Zo zag Van der Molen het ook, maar tegelijk wist ze dat deze ontwikkeling na de oorlog vergaande consequenties kon hebben. Met een aantal gelijkgestemde juridisch geschoolde jodenhelpers zette zij zich aan het opstellen van een wettelijke regeling voor het geval de weggevoerde ouders niet terug zouden komen, waarbij Van der Molen vooral de belangen van de gastgezinnen bepleitte; een stuk dat het kabinet in Londen bereikte en daar de status van (nood)wet kreeg. De verantwoordelijkheid voor deze kinderen werd bij een commissie uit het verzet gelegd, die al op 8 mei 1945 werd ingesteld en waarvan Van der Molen voorzitter werd. Teruggekeerde ouders werden niet tot hun kinderen toegelaten en pleegouders werden gewaarschuwd voor ’ongewenste beïnvloeding’ door joodse instanties. De afwikkeling werd gezien als een Nederlandse en niet als een joodse aangelegenheid.
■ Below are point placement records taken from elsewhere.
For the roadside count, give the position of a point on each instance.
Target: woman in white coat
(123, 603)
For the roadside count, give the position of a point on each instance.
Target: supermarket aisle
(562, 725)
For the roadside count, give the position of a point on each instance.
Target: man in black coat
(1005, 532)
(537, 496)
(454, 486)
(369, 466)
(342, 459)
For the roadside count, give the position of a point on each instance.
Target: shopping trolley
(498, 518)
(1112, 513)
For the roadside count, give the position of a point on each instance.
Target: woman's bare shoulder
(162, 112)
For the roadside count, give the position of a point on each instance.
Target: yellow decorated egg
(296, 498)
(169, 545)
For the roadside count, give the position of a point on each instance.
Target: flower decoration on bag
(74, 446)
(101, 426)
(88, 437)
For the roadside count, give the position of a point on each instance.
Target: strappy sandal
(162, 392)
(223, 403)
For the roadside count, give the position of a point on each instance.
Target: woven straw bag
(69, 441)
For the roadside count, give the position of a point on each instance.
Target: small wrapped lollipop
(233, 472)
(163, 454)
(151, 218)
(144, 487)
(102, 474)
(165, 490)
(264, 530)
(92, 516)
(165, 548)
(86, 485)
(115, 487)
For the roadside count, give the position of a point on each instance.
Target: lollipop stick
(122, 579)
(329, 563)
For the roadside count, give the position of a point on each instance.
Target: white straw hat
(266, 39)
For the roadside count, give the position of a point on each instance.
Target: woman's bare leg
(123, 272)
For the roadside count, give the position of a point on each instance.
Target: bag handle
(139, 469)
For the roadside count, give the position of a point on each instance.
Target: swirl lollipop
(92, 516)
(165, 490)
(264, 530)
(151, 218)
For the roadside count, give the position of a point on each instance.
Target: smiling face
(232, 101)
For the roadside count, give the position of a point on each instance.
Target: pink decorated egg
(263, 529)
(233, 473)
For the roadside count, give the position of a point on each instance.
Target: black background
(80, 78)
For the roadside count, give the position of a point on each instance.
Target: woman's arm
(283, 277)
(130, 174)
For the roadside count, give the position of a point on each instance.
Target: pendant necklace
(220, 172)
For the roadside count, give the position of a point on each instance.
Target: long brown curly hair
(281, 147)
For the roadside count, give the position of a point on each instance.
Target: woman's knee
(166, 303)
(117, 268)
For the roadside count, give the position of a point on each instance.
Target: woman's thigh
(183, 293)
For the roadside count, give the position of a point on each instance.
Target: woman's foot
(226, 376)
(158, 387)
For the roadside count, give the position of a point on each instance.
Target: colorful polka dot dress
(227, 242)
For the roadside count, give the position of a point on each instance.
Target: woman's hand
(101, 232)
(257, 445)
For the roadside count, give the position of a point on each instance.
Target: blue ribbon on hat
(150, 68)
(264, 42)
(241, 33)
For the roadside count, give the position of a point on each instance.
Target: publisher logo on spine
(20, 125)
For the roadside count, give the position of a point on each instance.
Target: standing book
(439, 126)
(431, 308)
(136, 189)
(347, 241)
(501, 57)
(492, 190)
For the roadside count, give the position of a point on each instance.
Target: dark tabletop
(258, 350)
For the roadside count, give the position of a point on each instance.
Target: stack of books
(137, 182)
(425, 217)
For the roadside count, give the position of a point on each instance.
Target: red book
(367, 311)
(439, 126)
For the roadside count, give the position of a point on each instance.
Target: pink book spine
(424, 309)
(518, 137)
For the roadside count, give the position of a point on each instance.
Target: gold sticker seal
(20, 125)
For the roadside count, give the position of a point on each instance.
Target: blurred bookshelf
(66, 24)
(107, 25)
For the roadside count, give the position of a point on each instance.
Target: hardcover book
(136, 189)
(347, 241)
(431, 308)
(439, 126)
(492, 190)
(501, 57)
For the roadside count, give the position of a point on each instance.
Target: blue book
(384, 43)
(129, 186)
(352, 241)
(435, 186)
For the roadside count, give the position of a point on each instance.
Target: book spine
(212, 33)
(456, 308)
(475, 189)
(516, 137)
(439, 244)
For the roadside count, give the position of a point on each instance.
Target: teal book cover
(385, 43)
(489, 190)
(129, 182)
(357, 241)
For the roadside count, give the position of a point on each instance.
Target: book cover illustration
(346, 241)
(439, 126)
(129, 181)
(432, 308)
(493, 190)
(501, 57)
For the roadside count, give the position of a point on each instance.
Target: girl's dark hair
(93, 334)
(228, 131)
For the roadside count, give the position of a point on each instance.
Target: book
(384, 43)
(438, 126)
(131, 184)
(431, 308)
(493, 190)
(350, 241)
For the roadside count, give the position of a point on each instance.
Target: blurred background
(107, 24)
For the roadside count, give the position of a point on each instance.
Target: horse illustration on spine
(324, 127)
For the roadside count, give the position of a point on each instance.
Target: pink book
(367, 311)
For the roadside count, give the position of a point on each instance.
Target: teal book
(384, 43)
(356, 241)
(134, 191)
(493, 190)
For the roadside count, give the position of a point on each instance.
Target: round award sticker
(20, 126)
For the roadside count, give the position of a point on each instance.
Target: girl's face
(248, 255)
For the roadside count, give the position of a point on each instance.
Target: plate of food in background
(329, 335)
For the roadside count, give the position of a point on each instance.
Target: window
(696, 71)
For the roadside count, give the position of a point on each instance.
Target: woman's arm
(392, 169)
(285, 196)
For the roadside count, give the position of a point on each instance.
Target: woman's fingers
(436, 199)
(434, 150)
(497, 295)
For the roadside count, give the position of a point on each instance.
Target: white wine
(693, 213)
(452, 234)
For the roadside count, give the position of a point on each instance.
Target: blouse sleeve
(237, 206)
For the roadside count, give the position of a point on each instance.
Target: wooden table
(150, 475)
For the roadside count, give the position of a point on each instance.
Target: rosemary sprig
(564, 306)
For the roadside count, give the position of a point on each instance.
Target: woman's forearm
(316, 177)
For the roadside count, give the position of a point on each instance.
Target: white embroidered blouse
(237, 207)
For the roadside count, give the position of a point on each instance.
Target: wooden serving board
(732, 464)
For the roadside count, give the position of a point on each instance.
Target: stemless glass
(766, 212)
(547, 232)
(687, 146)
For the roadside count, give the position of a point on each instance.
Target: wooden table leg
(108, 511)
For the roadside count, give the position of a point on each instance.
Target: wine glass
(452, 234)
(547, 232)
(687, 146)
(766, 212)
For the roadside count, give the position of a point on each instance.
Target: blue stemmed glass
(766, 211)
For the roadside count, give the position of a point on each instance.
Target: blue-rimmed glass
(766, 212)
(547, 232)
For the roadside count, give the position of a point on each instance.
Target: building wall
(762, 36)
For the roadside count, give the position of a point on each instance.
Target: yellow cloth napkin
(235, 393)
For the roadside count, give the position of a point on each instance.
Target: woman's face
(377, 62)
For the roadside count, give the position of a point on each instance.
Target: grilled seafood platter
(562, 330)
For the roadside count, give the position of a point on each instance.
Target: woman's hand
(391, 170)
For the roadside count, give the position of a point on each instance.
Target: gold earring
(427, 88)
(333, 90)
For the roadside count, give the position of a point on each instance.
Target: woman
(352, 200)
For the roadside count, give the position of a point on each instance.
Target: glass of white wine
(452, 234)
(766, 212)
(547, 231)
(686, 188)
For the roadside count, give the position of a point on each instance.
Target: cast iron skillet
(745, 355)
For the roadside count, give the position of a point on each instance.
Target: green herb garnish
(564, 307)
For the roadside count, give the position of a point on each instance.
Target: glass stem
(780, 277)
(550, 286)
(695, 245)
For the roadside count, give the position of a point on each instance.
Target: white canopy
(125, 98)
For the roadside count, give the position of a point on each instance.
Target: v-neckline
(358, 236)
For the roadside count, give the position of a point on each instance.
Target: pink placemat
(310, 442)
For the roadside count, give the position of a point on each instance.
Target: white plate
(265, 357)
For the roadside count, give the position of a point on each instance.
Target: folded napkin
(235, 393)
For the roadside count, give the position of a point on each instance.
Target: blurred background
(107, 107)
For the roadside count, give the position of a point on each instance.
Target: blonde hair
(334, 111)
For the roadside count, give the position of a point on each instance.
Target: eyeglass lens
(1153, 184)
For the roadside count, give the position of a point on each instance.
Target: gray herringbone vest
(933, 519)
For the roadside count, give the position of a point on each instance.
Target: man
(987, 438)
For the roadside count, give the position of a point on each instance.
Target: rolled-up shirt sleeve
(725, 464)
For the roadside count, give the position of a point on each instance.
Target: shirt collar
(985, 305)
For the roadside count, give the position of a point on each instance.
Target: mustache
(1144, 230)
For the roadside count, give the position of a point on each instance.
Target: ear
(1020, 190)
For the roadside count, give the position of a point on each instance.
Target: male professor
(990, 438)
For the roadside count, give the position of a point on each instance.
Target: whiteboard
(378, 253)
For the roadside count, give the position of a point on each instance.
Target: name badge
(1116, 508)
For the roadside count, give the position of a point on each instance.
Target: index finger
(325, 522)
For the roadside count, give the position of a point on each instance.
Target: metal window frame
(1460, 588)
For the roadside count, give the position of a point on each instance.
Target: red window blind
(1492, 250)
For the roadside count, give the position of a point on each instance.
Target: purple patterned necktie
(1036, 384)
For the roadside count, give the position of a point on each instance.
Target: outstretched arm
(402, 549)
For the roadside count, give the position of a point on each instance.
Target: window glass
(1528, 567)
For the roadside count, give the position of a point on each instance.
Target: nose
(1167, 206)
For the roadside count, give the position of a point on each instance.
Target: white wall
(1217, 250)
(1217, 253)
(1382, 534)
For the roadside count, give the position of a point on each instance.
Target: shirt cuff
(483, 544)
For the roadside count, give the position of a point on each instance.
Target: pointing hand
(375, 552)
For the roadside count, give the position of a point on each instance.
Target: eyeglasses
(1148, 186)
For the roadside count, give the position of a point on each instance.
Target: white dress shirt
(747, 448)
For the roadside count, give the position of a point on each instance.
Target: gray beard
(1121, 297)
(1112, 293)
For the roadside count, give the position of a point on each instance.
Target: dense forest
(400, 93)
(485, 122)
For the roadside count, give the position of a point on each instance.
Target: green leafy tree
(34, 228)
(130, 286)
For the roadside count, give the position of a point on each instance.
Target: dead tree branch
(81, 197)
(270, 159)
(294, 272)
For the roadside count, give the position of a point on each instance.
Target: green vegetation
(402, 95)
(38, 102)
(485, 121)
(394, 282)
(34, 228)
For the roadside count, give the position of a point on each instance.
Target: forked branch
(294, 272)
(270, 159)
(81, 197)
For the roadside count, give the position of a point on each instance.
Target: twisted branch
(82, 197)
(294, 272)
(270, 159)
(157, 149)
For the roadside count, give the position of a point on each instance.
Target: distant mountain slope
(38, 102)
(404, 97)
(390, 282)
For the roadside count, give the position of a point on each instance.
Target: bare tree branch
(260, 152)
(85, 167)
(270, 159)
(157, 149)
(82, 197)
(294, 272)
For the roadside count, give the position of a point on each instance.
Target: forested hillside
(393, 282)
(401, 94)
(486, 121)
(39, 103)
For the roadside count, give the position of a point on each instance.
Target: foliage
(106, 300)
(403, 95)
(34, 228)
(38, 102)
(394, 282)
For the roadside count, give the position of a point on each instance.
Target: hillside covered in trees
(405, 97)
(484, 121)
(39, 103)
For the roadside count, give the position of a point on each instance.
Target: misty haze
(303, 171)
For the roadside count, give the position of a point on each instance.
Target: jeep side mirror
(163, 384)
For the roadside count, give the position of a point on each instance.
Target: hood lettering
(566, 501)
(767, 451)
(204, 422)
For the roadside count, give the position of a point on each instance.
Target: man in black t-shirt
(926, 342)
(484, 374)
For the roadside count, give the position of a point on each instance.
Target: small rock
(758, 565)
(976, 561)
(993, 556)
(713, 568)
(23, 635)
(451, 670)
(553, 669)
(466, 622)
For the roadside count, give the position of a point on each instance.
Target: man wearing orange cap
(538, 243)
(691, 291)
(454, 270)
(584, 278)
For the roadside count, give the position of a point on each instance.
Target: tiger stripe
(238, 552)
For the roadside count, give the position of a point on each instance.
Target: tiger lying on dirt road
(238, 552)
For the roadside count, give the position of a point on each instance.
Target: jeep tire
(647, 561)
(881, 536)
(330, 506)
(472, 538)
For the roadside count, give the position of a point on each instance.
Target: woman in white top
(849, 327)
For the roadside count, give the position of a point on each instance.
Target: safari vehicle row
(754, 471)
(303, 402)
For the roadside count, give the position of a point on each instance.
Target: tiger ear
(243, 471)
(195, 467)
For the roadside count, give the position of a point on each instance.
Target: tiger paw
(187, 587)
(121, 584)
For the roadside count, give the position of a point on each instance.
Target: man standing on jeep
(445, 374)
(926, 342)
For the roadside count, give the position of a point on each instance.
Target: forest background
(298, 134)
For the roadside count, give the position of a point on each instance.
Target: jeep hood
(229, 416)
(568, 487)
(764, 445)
Er ontstonden grote spanningen in deze Rijkscommissie voor Oorlogspleegkinderen (OPK), maar toen de meeste joodse leden boos of teleurgesteld waren opgestapt, had Van der Molen het rijk vrijwel alleen, en dat zou iedereen merken. Van Klinken zoekt de verklaring voor haar starre houding vooral in de teleurstelling, die de ARP haar als vrouw steeds had bereid. Zij was ook de enige uit het verzet die niet klaargestoomd was voor een leidende post in de partij of het bestuur. Hier in de OPK had ze haar eigen koninkrijk.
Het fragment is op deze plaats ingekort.